Starting from the 19th Century both double headed decks and full card images continue to exist, the first group for card playing and the second group for cartomancy purposes. On these pages we are almost exclusively interested in the last group of cards so we continue to see how they are developping. Let's have a look at some examples.
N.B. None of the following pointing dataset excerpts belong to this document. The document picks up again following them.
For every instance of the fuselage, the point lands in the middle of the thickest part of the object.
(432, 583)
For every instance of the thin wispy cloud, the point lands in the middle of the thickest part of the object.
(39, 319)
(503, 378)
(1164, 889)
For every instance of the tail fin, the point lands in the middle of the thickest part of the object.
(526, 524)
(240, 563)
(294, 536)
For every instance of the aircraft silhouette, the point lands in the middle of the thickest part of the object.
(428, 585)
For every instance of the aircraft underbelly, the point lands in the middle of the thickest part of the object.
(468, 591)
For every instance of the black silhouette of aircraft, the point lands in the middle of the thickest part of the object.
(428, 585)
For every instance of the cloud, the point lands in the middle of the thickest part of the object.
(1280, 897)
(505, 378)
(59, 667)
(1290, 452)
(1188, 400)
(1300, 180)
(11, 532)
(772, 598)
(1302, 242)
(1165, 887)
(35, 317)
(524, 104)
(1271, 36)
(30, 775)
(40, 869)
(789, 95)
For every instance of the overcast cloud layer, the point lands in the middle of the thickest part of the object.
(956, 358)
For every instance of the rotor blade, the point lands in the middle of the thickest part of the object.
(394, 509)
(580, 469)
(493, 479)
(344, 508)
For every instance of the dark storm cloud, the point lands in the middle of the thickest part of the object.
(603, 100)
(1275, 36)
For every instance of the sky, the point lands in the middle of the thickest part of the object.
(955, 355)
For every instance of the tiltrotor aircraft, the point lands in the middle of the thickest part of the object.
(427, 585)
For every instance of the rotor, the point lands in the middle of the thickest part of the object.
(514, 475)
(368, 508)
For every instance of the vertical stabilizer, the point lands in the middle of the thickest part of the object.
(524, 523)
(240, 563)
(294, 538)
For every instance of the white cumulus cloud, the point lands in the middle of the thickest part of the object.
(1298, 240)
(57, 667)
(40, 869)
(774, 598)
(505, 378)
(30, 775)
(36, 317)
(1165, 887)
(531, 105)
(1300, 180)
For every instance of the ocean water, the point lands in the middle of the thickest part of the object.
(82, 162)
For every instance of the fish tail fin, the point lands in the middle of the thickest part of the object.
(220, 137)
From left to right the Tarot of Lombardy created in 1810 in Milan, the Giovanni Vachetta Tarot, originally printed in 1893 in Turin, the Oswald Wirth Tarot, created in 1889 in Paris and an anonymous early 18th Century Tarocchi deck. The Vachetta deck is originally black and white, the version shown here is watercolored in 2001 by Osvaldo Menegazzi founder of Il Meneghelo, a Milanese society specialized in reproducing old card decks. The rightmost Tarocchio deck is actually conserved in the British Museum. Both the Oswald With deck and the Tarocchi deck were made as cartomancy decks. They preceded a shower of specific cartomancy decks that started in the early 20th Century with the Rider Waite Smith deck. Here below this card and some other examples/

From left to right we have the Hanged man of the Rider Waite Smith Tarot (also called the RWS Tarot), created in 1903 by Pamela Colman Smith on instructions of the Golden Dawn member Arthur Edward Waite, the Thoth Tarot, created between 1938 and 1943 by Lady Frieda Harris on instructions of the Golden Dawn member Aleister Crowley and first published in 1968, the Deviant Moon Tarot created by Patrick Valenza 2008 and the Gilded Tarot, created by Ciro Macheti in 2004. With the rise in popularity of the cartomancy, the Tarot entered definitely the Anglo-Saxon world, and all card titles of shown decks are originally in English. The RWS Tarot was right from the beginning immensilly popular and many other decks were created with this deck as a base model. Other artists followed their own thoughts. In the early years only cards based on the RWS deck were accepted and Crowley could not find a publisher for his deck. It was only in the 1960s when a lot if new innovating idees embraced the world, that pulishing houses became ripe for publishing other kind of Tarot decks. And so long after their creator died, the Thoth Tarot was finally published in 1968 to become one of the most important occult Tarot decks ever published. Patrick Valenza was inspired by his childhood dreams and he created a magnificent deck that is exploring the dark side of the subconsious. The Gilded Tarot is inspired by the RWS deck, but it is one of the most gorgeous and beautifull Tarot decks ever created. Let's have a look at some more modern Tarot cards to see how they handle the Hanged Man.

From Left to right the Tarot of the New Vision, created in 2003 by Gianluco Cessaro, the Stolen Child Tarot, created in 2012 by Monica Knighton, the Fairy Tarot, created in 2004 by Antonio Lupatelli and the Wooden Tarot, created in 2012 by Andy Swartz. On the Tarot of the New Vision we see the RWS Tarot from behind the cards. On the Stolen Child Tarot the Hanged Man is not hanging from a tree, but he is completely integrated in the tree. Tha Fairy Tarot is rather classical but transposed in the fairy world. The Wooden Tarot has the animal kingdom as a subject, so what better as a bat could represent the Hanged man.